Trading global currencies is not for the weak at heart. There are so many variables with each currency and then on top of that, any event can affect the price.
We don’t have a lot of control over what happens around the world and whether currencies will respond by rising or flailing, but we can try to keep abreast of what might be triggering financial events. That is why new traders are always advised to check the news first, before beginning a trading session.
You can have a specific currency pair in mind and open up your laptop to enter a trade, but first go into current news accounts to make sure that currency is still stable, or if there are upcoming events that might affect it.
1] Tracking Financial Reports
Find the statistics that are relevant to the currency you plan to trade. Every country will publish statistics regarding its gross domestic product, its labor market, inflation and retail sales. These are all vital to understanding that country’s currency.
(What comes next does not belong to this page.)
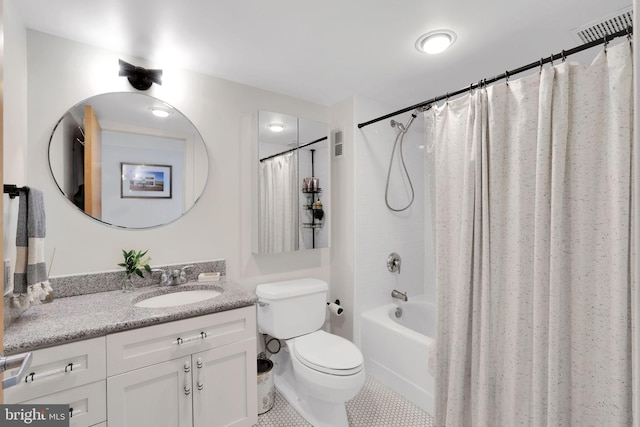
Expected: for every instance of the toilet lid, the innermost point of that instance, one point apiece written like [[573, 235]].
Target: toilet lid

These are the factors that determine how that country’s economy is holding up and what factors might influence it. Keep in mind that with any sort of news release, the forex market can suddenly take off in a direction that was not anticipated. While volatile, you can be set to use this information to place trades that will yield high profits.
2] How to Trade Forex on the News
First you need to know when statistics will be released concerning the currency you are planning to trade. Wait for those releases to appear before taking a step. After the information has been released, you can observe how it will affect the market.
Will the economic forecast stay steady or is this new information going to throw it into a tailwind. There are traders who decidedly do not wait for the news reports but try to get ahead by guessing what it will be and where the market will head. Of course, if their predictions are correct they can stand to make good profits.
Another way of trading with the news is by looking at prior prices. In this strategy you can trade breakouts from their earlier levels. This can be done on a daily basis or very short term.
3] Risks to Consider When Trading the News
One of the risks to take into account is slippage. Slippage happens when you place a trade with the market going in a certain direction, but then some vital news is released that changes the price. In this scenario, you can actually get your order placed at a different price than you were hoping for.
If there is extreme market volatility, the prices can fluctuate so wildly that you are stopped from your position. This can happen even if you guess the market direction correctly.
Also, keep in mind that bid – offer spreads can widen just before a major news release. This can make it more expensive for you to enter and exit the market.